Thanks to sanctions, sinking oil prices and a poorly timed rise in the value of the ruble, Moscow’s war machine saw revenues from its gas-and-oil industry contract to their lowest levels in half a decade.

Income from Moscow’s sales in the sector fell 24 percent in 2025 to 8.48 trillion rubles, the lowest figure since 2020. That’s a pretty important variable to consider in bets on whether Ukraine can hold off Russia’s nearly four-year invasion, when you calculate that oil and natural gas revenues comprise the largest single line item in the black ink of the Kremlin’s annual budgeting.

The most media-magnified factor in that down-and-to-the-right trajectory is Europe’s decision to slowly turn off the taps of fossil fuels coming from Russia. Russian natural gas arriving via LNG tanks will be banned from the EU entirely starting this year, while gas imports through pipelines will end there by September 2027.

 

It should be noted here that, still, the EU spent €1.15 billion euros ($1.35 billion) on Russian fossil fuels in August 2025 alone. The biggest European spenders remained, and remain: Hungary, €416 million in August ($488 million); Slovakia, € 275 million ($323 million); and France, €157 million ($184 million).

But the more crushing blow to the Kremlin last year was dealt by oil prices. The cost of crude, overall, plummeted more than 18 percent in 2025, the sharpest annual drop since the Covid pandemic suffocated commerce, manufacturing and travel worldwide in 2020.

 

For example, on the week of Moscow’s full-scale invasion of Ukraine in February 2022, crude prices sat around $122 per barrel (the cost of West Texas Intermediate, WTI, or light sweet crude.) This week, that same price was around $59 per barrel.

And that’s just the price of “Texas tea.” In November, the price of Urals crude loading at the Black Sea port of Novorossiysk plunged to about $36 per barrel, the lowest in the nearly three years prior.

 

In terms of the supply side of that equation, the Kremlin hasn’t been overly worried about Ukrainian attacks on its tankers and facilities, and other countries’ requisitions of Russia’s “shadow fleet” of tankers, as fewer barrels on the market translates to higher prices, and therefore higher revenue.

Russia is the third-highest producer of oil by country, after the United States and Saudi Arabia, respectively.

Although Moscow is certainly unhappy when its shipments of oil are confiscated, more concerning for its autocrat Vladimir Putin is when other nations are flooding the market with their own crude and natural gas.

Through that lens, US President Donald Trump’s invasion of Venezuela earlier this month was less concerning for Putin (as the Kremlin laughably crowed about “respect for international legal norms”) in its implications for geopolitical or ideological influence as it is about the control of Venezuela’s oil, and the barrel numbers Trump will have under his thumb.

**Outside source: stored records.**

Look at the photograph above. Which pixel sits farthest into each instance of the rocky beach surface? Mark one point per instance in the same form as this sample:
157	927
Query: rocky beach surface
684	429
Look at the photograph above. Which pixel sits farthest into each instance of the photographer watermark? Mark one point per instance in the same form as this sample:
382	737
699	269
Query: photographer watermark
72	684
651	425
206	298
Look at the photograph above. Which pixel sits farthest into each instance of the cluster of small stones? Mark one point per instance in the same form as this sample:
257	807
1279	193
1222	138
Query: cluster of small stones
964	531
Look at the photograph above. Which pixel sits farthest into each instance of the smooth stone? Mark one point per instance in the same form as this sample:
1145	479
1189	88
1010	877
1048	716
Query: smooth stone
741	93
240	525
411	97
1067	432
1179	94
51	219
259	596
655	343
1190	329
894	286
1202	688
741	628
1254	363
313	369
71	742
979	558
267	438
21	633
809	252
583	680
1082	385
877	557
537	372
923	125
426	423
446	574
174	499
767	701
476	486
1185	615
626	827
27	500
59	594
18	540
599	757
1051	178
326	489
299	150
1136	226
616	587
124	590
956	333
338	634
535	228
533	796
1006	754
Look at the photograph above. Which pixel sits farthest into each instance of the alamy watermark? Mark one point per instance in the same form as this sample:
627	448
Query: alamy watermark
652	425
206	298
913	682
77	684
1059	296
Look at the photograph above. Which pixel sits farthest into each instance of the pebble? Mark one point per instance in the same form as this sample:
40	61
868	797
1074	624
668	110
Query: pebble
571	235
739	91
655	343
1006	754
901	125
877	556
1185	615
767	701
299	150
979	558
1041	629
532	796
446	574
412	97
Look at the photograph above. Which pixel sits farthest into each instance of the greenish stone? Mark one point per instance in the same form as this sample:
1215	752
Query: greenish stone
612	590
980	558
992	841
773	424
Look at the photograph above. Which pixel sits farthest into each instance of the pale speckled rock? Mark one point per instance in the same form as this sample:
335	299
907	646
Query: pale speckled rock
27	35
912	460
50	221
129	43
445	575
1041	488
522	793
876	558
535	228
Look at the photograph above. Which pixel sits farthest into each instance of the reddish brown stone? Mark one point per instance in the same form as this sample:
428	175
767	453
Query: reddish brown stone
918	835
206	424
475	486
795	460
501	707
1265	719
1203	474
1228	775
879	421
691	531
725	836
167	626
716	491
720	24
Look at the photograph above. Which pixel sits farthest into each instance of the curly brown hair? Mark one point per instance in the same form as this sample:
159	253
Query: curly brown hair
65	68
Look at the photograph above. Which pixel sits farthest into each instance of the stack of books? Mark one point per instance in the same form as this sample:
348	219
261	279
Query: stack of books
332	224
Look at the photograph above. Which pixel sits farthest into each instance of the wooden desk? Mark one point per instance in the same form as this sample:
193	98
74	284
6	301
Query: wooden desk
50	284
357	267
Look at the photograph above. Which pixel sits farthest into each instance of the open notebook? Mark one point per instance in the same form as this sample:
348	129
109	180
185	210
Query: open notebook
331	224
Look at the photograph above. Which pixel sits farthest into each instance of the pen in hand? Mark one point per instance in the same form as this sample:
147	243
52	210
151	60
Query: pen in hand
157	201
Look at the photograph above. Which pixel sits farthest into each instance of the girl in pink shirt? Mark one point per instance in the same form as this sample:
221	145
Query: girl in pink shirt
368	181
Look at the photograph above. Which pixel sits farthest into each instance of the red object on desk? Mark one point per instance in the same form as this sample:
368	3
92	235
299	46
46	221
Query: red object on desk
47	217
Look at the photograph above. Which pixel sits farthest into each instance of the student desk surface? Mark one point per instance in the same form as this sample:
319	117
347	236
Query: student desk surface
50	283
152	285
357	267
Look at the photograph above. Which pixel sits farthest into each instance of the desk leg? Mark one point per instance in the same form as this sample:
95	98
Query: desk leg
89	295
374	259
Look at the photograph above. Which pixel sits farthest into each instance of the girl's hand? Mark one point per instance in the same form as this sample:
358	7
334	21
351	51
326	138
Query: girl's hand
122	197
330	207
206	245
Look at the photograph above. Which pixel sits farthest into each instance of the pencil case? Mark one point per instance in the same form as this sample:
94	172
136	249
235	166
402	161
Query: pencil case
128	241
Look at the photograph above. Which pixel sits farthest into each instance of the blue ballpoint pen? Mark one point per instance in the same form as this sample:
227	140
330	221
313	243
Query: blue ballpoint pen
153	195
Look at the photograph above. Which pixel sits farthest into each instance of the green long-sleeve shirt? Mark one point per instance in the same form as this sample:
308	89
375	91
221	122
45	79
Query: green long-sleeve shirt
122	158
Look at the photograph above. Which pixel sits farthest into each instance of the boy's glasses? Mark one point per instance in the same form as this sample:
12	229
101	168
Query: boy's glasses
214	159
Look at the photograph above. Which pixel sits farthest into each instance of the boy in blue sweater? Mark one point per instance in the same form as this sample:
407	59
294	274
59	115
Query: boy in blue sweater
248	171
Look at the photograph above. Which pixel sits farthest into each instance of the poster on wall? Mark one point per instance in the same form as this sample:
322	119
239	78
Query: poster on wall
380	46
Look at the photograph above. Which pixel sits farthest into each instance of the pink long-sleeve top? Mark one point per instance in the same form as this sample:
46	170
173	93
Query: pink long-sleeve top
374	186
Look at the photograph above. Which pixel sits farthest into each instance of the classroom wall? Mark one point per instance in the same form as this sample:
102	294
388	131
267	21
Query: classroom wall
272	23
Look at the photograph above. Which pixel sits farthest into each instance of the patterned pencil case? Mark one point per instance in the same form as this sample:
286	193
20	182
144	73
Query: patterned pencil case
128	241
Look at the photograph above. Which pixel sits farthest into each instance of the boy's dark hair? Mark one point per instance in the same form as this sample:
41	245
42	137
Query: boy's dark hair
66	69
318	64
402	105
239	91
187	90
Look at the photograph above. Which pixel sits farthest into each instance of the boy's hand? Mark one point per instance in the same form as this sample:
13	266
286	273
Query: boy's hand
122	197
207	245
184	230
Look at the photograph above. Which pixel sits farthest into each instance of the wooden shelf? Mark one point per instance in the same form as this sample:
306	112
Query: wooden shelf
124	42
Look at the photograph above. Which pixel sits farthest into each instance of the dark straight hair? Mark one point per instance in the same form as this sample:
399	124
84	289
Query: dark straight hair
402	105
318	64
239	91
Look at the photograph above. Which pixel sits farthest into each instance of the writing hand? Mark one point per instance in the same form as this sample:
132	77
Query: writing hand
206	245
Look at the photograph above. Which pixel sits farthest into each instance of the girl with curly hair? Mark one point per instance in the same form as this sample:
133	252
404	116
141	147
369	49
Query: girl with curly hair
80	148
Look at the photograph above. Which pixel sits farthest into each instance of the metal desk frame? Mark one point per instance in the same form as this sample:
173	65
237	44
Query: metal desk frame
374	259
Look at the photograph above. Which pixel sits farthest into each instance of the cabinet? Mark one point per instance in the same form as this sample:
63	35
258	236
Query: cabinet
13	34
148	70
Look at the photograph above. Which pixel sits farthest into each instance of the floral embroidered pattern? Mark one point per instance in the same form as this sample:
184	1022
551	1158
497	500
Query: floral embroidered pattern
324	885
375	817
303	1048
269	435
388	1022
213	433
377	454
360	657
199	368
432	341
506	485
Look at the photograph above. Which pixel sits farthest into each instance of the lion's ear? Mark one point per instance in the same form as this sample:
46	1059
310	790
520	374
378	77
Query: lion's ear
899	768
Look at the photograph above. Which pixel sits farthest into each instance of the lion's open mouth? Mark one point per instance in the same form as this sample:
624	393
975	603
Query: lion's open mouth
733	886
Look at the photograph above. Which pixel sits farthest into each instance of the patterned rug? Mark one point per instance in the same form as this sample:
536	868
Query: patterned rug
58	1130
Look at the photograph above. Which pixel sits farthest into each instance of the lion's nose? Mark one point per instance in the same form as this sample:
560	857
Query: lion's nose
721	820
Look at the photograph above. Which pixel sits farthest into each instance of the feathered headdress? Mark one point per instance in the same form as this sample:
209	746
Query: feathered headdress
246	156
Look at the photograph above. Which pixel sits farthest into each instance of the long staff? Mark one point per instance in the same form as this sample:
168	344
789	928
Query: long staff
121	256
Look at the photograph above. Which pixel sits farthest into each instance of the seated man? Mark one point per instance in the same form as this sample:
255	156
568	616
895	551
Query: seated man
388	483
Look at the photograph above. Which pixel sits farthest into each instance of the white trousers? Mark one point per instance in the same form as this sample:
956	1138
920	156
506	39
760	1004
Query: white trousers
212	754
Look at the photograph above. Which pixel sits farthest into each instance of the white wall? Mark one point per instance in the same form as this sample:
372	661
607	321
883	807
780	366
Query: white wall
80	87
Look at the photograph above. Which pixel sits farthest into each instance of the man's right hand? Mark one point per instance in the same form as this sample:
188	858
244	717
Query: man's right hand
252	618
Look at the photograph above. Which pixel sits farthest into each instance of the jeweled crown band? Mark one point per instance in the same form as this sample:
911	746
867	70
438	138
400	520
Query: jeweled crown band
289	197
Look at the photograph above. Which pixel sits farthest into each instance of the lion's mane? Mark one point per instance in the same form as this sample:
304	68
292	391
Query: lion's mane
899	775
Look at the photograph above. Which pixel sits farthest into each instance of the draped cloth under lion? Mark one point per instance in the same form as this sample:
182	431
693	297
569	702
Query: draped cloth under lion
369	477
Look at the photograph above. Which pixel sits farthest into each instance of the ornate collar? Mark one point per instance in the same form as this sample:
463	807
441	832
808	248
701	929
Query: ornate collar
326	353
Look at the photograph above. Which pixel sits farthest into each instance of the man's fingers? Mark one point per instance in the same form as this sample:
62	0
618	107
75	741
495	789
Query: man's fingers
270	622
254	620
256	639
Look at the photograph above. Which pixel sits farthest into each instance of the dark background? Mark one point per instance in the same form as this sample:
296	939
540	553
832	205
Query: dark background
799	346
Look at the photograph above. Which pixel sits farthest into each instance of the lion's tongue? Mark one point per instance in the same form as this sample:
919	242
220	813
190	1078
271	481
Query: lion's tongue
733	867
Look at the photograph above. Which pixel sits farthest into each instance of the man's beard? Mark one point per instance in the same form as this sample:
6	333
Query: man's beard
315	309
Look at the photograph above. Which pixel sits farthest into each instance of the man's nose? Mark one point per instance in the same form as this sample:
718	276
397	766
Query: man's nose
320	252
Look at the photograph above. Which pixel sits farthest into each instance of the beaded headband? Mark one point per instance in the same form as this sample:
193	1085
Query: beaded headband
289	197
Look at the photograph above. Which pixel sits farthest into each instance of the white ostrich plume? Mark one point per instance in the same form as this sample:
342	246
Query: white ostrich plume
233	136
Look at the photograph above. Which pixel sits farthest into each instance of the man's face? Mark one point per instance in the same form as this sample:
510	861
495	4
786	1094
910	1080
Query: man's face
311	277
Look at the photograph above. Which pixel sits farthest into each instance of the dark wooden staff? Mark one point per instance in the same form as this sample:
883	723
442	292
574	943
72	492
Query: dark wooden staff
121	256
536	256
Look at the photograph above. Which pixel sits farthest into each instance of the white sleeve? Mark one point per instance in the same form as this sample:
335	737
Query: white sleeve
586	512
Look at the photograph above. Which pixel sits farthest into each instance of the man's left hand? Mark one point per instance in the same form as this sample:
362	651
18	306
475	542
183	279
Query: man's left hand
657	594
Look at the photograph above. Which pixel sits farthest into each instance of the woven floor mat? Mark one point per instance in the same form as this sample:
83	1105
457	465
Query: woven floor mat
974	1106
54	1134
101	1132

The Trump administration has already been courting Southern European allies such as Italy and Greece about receiving American-controlled oil and natural gas.

 

Thirdly, and maybe the most ironic factor in Moscow’s disappearing billions has been the value of the ruble itself.

Falling oil prices and a strong ruble forced the Russian Finance Ministry to revise its outlook in 2024, but even the Kremlin did not expect the numbers arriving in the first quarter of 2025.

The ruble gained about 45 percent against the US dollar in 2025, and when your currency is expensive, you will sell less product internationally.

As Julienne Geiger of Oilprice.com explained: “The shortfall blew past official expectations. Even after the government downgraded its 2025 oil-and-gas forecast to 8.65 trillion rubles, down from an original 10.94 trillion, actual revenues still missed the mark. That’s structural exposure to price weakness.”